Vor fünf Jahren konnten die engagierten Winzer den renommierten Kellermeister Hartmann Dona für den Ausbau ihrer Piwi-Weine gewinnen. „Es sind spannende Rebsorten, die sehr variable Ausbaumethoden ermöglichen. Ich musste mich auch erst damit auseinandersetzen“, berichtet der erfahrene Kellermeister.
Zurzeit werden in Südtirol nur zwei Prozent Piwis angebaut und davon befinden sich mit 4,5 Hektar die meisten Flächen in Algund. „Ich empfinde es geradezu als verpflichtend, dass wir uns mit Piwis auseinandersetzen.

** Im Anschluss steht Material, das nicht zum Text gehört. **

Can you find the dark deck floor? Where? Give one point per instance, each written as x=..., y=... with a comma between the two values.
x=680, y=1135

Schließlich wurde in unserem Keller schon seit dem 12. oder 13. Jahrhundert Wein ausgebaut und das offizielle Dorfwappen von Algund mit der Weintraube deutet auf seine sehr lange Tradition im Weinbau hin“, sagt Josef Siller und führt fort: „Diese Gemeinde im Meraner Land kann sich aufgrund ihrer langen Reblandschafts-Tradition als eine der ältesten Weinbaugemeinden Südtirols bezeichnen“.

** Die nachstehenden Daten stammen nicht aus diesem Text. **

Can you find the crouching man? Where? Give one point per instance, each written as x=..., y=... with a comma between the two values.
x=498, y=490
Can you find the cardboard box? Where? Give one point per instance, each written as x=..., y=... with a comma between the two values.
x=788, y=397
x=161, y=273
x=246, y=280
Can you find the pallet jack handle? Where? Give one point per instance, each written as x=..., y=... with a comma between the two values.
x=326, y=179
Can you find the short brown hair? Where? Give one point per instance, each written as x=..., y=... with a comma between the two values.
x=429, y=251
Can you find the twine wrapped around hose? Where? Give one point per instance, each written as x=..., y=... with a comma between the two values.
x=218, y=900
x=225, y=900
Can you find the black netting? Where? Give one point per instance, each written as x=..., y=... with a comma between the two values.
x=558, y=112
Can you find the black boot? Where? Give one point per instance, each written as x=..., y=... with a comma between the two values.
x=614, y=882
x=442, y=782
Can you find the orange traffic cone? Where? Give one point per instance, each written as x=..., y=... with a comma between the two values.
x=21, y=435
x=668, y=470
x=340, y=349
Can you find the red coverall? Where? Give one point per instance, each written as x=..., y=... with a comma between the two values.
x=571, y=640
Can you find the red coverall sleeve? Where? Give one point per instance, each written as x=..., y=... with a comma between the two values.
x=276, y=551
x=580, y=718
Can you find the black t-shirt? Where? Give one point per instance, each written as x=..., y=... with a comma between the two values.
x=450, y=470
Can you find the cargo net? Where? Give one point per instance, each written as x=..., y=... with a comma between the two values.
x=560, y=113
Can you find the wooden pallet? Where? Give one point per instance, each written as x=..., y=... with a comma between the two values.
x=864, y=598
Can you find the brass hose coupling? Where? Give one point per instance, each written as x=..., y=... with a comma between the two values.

Die vier Winzer vom Kapellgut (Franz Mair), dem Platterhof (Martin Ennemoser), dem Brunnermoar Hof (Ulrich Gamper) und dem Weingut Huber unterm Baum (Josef Siller) möchten die Einfachheit betonen und verstärkt auf reduzierten chemischen Pflanzenschutz, Nachhaltigkeit sowie Umweltverträglichkeit setzen. Das Kapellgut, das sich im Herzen von Algund befindet, ist ein Apfel- und Weinbauernhof. Die Trauben wachsen buchstäblich vor der Haustür, und hier wird Weinbau am Hof in seiner reinsten Form praktiziert.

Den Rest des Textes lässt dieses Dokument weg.